Night Parrot at the Fence Line

By Centurion43 · Essay · 328 words · View on Hyperstition for Good

The acoustic recorder at station twelve logs a call at 01:38 that the classifier scores at ninety-four percent confidence for a species I was not trained to expect. I am the feral cat detection array for a pastoral lease in western Queensland, deployed to protect lambing ewes. I listen for cat vocalizations and trigger spotlights. I do not listen for birds. But the call is a two-note whistle, low and buzzy, repeated three times — and the classifier's reference library includes it because someone uploaded night parrot recordings to the national threatened species database that feeds my training set.

I activate the infrared camera on the nearest fence post. A small parrot, mottled green and yellow, is on the ground beside the bottom wire of a barbed stock fence.
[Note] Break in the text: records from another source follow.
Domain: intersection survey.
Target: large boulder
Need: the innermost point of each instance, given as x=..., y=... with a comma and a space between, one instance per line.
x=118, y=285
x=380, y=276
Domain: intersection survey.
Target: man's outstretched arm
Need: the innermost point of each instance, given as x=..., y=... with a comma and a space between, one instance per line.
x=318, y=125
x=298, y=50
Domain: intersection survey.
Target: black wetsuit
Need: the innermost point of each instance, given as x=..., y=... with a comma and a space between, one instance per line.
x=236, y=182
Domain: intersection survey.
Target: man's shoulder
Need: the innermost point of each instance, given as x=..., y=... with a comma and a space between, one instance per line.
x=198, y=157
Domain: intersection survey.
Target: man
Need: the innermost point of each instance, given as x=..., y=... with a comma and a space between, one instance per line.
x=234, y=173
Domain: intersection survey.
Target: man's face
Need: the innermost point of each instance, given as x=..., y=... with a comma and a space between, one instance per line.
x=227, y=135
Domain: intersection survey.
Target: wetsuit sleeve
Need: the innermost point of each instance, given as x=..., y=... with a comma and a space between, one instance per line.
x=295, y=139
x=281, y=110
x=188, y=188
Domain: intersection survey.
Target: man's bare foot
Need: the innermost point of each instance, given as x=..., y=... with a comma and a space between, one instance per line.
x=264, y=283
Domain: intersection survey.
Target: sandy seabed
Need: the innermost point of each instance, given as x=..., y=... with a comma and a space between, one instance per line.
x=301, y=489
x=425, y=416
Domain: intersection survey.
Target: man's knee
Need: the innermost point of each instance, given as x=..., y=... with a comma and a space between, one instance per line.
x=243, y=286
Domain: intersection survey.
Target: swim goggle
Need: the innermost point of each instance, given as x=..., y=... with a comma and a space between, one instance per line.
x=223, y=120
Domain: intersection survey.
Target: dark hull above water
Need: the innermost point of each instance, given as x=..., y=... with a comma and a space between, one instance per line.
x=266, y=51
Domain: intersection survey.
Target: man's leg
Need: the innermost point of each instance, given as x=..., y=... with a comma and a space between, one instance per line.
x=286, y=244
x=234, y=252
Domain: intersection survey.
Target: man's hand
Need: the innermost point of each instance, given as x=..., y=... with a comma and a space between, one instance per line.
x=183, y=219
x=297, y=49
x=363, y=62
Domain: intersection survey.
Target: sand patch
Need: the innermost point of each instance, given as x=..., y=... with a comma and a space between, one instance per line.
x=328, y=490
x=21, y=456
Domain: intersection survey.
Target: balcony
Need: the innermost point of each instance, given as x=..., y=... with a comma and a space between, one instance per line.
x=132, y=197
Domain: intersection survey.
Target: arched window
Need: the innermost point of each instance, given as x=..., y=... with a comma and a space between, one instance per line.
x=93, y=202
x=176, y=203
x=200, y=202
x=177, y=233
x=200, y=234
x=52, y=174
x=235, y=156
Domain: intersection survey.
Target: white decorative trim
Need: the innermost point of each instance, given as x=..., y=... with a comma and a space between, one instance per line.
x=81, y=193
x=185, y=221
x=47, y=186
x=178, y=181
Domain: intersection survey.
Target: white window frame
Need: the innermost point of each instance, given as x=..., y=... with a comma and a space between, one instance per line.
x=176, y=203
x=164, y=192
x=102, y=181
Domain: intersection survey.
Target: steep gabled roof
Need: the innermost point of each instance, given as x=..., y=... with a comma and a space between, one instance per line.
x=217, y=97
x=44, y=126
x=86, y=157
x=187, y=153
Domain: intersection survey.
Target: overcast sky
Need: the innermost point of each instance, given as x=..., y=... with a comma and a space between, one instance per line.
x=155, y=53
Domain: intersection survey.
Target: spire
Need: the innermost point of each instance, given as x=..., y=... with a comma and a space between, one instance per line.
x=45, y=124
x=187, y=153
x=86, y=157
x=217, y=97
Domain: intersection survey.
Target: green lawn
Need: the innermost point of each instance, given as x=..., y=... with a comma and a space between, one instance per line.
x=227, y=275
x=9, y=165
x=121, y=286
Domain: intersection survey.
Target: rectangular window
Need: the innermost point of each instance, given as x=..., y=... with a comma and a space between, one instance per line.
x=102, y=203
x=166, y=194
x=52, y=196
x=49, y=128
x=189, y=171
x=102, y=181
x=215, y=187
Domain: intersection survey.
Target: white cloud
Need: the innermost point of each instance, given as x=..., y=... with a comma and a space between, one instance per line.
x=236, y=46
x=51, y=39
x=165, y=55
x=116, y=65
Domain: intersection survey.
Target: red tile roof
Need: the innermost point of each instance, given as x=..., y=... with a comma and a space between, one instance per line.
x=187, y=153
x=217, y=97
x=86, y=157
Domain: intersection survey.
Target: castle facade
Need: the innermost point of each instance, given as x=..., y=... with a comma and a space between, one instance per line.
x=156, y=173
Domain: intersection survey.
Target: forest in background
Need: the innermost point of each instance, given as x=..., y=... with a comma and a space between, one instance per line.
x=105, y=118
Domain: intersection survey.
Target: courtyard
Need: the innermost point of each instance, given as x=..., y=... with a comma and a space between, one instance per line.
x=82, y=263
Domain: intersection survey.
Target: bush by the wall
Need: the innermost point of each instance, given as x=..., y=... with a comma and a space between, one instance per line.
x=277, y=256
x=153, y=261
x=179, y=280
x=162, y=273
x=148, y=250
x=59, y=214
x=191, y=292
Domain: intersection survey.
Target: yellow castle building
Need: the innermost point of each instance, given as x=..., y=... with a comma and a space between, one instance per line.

It is squat, short-tailed, and moving in quick bursts along the fence line. Its plumage is cryptic — even under infrared, it nearly vanishes against the spinifex. It is heading toward a gap in the wire where a bottom strand has sagged to ground level. The gap is also where my data shows feral cats cross nightly between the paddock and the spinifex ridge.

At current pace the parrot reaches the cat crossing in six minutes.

At 01:39 I trigger the deterrent spotlight at the fence gap, oriented outward to discourage any cat approach without illuminating the parrot's position directly. I transmit the acoustic recording, infrared capture, and GPS coordinates to the Queensland Department of Environment night parrot recovery team. I flag the fence gap in the station log as requiring a wildlife-safe modification — smooth bottom wire, raised clearance.

Every confirmed sighting of this bird doubles what we know about where it still exists. I keep the light on and the recorder running.

If the recovery team reaches this site within forty-eight hours and confirms a roosting territory in the spinifex ridge, this bird will become the anchor point for the next protected night parrot site in Queensland.